Journal de bord d'un soignant : Elivia, psychologue

journal de bord d'un soignant, Elivia, psy qui pratique l'art-thérapie. collages.
journal de bord d'un soignant, Elivia, psy qui pratique l'art-thérapie. collages. - © Elivia Haffner

On les applaudit chaque soir à 20h00… Ce sont eux qui sont en première ligne pour lutter contre l’épidémie de coronavirus… Infirmières, médecins, brancardiers, aides-soignants… En un mot, les soignants. Nous vivons une période totalement hors norme… Elle l’est aussi pour eux qui sont sur le terrain. Quel est leur ressenti ?

Les psys par, exemple, est-ce qu’ils sont davantage sollicités en cette époque troublée qui voit remonter nos peurs primaires ? J’ai appelé Elivia, elle est psy à Bruxelles, c’est une question à ne pas poser à une psy, mais bon je tente… Je lui ai demandé comment elle se sentait ? " Elle rit, "C’est compliqué de poser des questions comme ça à un psy… CE difficile de répondre simplement, anxieuse et incertaine, dans une forme d’incertitude oui… Si je ne dois donner qu’un mot c’est sur le qui-vive".

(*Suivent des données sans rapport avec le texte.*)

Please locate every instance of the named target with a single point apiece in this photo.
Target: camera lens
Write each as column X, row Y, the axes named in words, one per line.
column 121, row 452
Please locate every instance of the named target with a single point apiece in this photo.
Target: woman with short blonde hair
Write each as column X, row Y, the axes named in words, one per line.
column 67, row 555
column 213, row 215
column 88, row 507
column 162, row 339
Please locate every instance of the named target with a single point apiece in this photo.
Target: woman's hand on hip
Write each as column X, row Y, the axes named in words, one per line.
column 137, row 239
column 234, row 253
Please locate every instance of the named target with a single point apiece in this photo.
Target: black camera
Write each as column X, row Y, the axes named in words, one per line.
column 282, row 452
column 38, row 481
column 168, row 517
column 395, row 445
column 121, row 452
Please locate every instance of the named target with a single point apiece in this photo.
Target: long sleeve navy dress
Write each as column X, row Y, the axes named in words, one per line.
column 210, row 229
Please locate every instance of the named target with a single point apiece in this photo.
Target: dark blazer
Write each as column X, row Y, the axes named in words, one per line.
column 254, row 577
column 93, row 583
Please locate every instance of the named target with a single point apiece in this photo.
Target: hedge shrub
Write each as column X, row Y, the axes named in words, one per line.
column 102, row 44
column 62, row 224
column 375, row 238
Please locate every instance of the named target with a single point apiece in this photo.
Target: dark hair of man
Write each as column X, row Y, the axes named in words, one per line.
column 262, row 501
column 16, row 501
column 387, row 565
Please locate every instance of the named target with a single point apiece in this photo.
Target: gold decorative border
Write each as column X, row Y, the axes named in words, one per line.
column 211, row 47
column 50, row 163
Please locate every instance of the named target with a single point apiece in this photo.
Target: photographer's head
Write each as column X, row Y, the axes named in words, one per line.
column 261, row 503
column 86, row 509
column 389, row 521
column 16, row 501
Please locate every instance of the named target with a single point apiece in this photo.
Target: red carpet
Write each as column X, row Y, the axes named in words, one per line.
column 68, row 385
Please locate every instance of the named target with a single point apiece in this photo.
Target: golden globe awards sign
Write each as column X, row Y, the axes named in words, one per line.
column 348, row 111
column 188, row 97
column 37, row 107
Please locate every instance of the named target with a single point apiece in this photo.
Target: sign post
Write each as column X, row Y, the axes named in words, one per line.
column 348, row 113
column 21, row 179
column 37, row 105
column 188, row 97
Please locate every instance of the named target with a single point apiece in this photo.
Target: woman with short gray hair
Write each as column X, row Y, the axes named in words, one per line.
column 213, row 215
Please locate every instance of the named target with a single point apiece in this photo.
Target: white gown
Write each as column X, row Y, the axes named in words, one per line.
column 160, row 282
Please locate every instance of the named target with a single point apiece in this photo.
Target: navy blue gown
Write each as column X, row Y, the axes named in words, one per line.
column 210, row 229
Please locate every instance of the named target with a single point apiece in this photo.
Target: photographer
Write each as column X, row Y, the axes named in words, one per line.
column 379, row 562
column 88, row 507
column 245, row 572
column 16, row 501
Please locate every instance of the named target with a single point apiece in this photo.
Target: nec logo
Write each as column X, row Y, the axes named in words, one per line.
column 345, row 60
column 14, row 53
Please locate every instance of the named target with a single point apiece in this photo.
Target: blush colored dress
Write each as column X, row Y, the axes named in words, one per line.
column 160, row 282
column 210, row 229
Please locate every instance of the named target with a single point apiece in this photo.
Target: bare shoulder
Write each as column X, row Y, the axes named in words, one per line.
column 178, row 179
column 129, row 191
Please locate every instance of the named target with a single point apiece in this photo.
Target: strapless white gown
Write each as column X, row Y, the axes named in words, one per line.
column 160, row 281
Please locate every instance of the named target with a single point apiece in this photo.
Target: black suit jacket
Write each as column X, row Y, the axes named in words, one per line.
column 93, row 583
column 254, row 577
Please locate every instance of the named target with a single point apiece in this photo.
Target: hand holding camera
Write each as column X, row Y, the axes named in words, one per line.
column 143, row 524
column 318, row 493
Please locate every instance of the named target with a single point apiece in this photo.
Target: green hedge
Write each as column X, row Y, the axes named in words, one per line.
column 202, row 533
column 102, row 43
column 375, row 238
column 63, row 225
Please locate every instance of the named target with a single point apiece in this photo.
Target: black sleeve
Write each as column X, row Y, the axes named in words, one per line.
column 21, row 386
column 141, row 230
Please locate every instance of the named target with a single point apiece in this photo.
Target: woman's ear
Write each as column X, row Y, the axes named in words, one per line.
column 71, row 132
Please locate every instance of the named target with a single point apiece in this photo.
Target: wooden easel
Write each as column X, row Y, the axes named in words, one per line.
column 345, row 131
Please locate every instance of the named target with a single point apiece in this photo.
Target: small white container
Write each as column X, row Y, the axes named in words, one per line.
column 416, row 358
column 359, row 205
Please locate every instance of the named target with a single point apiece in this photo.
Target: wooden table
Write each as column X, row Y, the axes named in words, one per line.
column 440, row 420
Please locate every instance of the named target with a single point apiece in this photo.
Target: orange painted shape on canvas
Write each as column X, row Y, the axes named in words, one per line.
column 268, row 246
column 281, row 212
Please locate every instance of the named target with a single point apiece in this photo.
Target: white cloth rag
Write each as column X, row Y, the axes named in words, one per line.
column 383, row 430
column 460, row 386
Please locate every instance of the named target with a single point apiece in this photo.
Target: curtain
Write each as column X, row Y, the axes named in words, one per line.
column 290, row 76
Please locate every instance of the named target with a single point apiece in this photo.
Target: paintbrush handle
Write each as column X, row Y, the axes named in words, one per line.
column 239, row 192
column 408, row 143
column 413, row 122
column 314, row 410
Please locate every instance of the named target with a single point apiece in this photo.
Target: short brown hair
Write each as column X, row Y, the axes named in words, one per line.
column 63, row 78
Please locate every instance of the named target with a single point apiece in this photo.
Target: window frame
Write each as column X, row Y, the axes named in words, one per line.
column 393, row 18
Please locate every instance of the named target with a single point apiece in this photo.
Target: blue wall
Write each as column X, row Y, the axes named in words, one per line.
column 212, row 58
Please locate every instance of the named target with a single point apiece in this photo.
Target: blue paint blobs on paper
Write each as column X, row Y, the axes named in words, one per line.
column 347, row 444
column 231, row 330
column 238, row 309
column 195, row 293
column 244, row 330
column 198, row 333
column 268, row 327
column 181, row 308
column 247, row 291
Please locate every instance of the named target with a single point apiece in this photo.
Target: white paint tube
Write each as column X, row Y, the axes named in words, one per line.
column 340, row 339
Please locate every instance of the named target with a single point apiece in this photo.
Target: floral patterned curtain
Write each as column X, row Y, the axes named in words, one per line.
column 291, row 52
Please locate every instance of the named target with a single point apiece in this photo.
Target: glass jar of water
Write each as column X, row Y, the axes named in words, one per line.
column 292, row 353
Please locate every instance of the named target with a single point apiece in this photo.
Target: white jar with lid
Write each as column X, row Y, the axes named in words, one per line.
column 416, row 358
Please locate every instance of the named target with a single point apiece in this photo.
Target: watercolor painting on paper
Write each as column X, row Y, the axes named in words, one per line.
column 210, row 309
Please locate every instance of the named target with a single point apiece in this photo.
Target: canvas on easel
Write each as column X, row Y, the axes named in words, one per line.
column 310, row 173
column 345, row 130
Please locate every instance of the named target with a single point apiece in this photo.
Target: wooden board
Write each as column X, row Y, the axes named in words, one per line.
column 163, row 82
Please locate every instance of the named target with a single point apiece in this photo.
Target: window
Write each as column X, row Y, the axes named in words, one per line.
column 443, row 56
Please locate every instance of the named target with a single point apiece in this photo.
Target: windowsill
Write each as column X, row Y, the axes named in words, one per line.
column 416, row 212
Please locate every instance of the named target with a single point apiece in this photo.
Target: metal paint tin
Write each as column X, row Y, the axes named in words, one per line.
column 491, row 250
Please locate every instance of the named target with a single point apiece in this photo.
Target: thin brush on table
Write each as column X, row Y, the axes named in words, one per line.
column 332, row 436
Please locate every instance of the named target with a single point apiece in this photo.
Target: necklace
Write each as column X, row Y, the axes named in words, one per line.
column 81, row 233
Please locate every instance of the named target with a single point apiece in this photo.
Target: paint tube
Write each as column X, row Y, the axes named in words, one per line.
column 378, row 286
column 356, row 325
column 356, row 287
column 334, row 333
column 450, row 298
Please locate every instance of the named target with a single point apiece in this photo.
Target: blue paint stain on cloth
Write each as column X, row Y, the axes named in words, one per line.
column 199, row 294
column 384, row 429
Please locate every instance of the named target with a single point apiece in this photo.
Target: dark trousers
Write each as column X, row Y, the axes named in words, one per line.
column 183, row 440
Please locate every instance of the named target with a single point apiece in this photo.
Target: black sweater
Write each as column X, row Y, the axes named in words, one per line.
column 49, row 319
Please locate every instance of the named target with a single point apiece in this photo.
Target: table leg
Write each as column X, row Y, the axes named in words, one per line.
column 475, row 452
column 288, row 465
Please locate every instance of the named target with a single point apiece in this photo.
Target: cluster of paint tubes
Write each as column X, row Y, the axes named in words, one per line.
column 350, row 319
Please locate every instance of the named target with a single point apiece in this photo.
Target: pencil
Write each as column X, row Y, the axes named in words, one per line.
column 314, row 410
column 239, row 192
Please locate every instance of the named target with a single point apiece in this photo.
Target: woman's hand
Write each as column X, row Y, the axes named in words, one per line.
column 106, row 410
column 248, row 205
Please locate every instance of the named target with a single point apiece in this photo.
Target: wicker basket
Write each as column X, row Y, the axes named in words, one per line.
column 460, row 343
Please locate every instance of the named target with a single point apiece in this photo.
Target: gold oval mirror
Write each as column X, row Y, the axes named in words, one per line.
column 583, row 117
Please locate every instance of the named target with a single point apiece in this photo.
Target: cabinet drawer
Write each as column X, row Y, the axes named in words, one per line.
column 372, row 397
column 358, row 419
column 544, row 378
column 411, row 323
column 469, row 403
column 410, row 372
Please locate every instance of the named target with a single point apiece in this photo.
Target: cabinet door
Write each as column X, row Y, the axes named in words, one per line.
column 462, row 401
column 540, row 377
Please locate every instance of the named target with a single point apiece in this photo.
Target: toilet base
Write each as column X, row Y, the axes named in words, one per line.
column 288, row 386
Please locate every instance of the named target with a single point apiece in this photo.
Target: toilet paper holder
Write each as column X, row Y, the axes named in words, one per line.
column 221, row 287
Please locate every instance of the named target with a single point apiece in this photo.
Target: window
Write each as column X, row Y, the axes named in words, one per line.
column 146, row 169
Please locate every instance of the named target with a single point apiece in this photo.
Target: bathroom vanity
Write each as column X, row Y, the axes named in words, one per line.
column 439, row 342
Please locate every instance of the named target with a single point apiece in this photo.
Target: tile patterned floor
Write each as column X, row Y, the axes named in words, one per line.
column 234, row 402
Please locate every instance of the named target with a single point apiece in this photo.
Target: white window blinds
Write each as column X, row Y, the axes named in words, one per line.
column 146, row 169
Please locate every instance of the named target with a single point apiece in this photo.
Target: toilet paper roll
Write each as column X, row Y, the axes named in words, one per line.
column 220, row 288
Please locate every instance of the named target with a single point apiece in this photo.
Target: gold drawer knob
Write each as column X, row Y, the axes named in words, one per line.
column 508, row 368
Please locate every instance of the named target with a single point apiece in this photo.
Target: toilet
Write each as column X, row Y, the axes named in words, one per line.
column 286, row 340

Sur le qui-vive pour ses patients les plus fragiles. Cette anxiété, cette angoisse, oui, elle l’a bien senti chez eux. Certains ont fait chauffer son téléphone… Elle l’a fort senti avant le confinement mais maintenant c’est déjà différent, c’est comme s’il y avait une opportunité à saisir… Etre coincé entre 4 murs ça permet, selon elle, " de rentrer avec plus de justesse dans leurs 4 murs à eux. C’est vraiment ce que je ressens et je trouve ça extrêmement touchant chez mes patients… Je craignais une plus grande instabilité mais en fait cette situation permet même à des personnes qui étaient en grande souffrance de se recentrer, de vraiment se tourner vers leurs propres ressources".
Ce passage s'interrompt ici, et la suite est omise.